3.1 Increased WSS in RVOT caused by PR

6 patients with rTOF and PR were recruited, the basic data of the patients are shown in Table 1. The coronal plane of RV includes RV inflow track (RVIT), apical trabecular (AT), and RVOT, RV was reconstructed from 10 transverse plane (Figure 1A). The EF of RVIT, AT, and RVOT measured by CMR showed no significant difference among these patients. However, the TKE of RVOT was significantly higher than that of RVIT and AT [RVIT (18.6 ± 4.8) vs. AT (11.9 ± 3.3) vs. RVOT (27.1 ± 8.3), P = 0.001] (Table 2). The CFD simulation revealed a high-speed turbulent blood flow in the RVOT (Figure 1B), with the TSS of RVOT consistently higher than that of RVIT and AT (Figure 1C).

Table 1

Table 1. Basic characteristics of patients received CMR scan.

Figure 1

Figure 1. Visualization of RV flow dynamics and TSS during the cardiac cycle. (A) The left inset displays a coronal view of the RV include RVIT, AT and RVOT. The right inset illustrates a sequence of transverse section slices from apical to basal region, with yellow lines outlining the endocardium. (B) Time-resolved velocity field within the RV at different time points during the cardiac cycle. (C) Turbulent shear stress distribution on the RV walls at corresponding time points.

Table 2

Table 2. Right ventricle function parameters for each patient.

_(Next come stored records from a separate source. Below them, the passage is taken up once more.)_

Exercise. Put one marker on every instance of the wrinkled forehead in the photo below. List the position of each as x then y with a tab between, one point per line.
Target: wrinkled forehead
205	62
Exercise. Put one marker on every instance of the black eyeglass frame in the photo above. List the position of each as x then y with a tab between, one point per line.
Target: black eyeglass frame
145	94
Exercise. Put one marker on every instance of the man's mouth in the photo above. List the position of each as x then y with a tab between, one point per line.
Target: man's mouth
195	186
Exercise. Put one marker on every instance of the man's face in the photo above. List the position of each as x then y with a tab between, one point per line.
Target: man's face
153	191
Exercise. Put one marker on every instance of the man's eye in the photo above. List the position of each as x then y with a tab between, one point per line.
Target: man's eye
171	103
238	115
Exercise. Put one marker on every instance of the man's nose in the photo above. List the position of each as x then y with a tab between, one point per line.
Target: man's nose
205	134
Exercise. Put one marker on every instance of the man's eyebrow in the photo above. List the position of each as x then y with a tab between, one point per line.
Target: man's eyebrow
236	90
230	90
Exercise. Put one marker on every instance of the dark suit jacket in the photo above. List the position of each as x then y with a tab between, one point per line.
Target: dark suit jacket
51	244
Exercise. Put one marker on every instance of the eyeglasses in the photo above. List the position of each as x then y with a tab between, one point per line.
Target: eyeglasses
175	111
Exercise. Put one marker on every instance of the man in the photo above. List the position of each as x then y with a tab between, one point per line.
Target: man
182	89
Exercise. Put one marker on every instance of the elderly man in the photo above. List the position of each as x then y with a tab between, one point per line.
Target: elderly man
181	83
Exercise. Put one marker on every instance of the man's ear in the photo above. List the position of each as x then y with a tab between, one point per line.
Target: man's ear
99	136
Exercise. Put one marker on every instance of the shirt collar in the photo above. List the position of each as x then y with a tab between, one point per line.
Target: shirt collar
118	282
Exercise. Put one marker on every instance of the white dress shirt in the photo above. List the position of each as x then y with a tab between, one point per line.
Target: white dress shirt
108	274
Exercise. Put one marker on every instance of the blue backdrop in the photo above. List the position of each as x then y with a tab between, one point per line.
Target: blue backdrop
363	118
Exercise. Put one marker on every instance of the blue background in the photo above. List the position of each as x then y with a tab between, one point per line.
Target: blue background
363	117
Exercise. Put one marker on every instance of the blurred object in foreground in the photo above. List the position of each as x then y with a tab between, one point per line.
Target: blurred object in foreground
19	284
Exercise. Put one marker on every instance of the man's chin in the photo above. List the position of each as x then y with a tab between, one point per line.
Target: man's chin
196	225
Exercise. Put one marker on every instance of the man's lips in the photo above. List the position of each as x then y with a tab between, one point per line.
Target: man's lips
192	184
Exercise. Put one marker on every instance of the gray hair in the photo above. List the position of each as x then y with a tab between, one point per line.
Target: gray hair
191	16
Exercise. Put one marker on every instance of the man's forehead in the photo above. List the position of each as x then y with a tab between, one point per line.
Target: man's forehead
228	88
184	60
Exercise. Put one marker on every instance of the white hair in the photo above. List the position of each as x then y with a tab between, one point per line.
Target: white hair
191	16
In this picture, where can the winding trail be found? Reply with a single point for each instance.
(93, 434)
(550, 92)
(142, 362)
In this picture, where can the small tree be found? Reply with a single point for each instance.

3.2 Oscillatory flow activated NLRP3 inflammasome in cardiomyocytes

Morphological observation demonstrated that hiCMs subjected to OF exhibited an elongated spindle-shaped morphology and a disorganized orientation relative to the SF condition (Figure 2A). Representative western blot analyses revealed a significant elevation in the expression levels of NLRP3 and caspase-1 within the OF cohort compared to the SF and UF cohorts (Figure 2B). Quantitative assessments indicated a tenfold upregulation of NLRP3 (0.91 ± 0.02 vs. 0.09 ± 0.01, P = 0.01) (Figure 2C) and fourfold upregulation of caspase-1 (1.52 ± 0.03 vs. 0.37 ± 0.02, P = 0.012) (Figure 2D) within the OF group in comparison to the SF group. In contrast, the application of UF at both 5 dyn/cm² and 15 dyn/cm² did not yield a significant effect on the expression levels of NLRP3 and caspase-1. Consequently, the concentrations of IL-18 and IL-1β were markedly elevated in the OF group when compared to SF [IL-18: OF 15dyn/cm² (1,264.8 ± 10.7) vs. SF (1,038.6 ± 18.8), P = 0.022; IL-1β: OF 15 dyn/cm² (775.1 ± 9.4) vs. SF (658.4 ± 19.6), P = 0.03] (Figure 2E).

Figure 2

Figure 2. Of activate NLRP3 inflammasome in cardiomyocytes (n = 3 per group). (A) Representative images of hiCMs after 4 h of cultivation under different shear stress conditions (scale bar: 500 μm). These images illustrate the morphological changes in response to varying shear stress levels. (B) Western blot analysis showing the expression levels of NLRP3 and Caspase-1 after 4 h of cultivation under the same shear stress conditions as in (A) (C,D) Quantification of NLRP3 and caspase-1 expression relative to GAPDH from the Western blot analysis in (B) (E) Average concentrations of IL-18 and IL-1β in the culture medium after 4 h of cultivation under different shear stress conditions. Data are represented as mean ± SEM. Statistical significances were determined by Kruskal–Wallis one-way ANOVA (C,D). *P < 0.05.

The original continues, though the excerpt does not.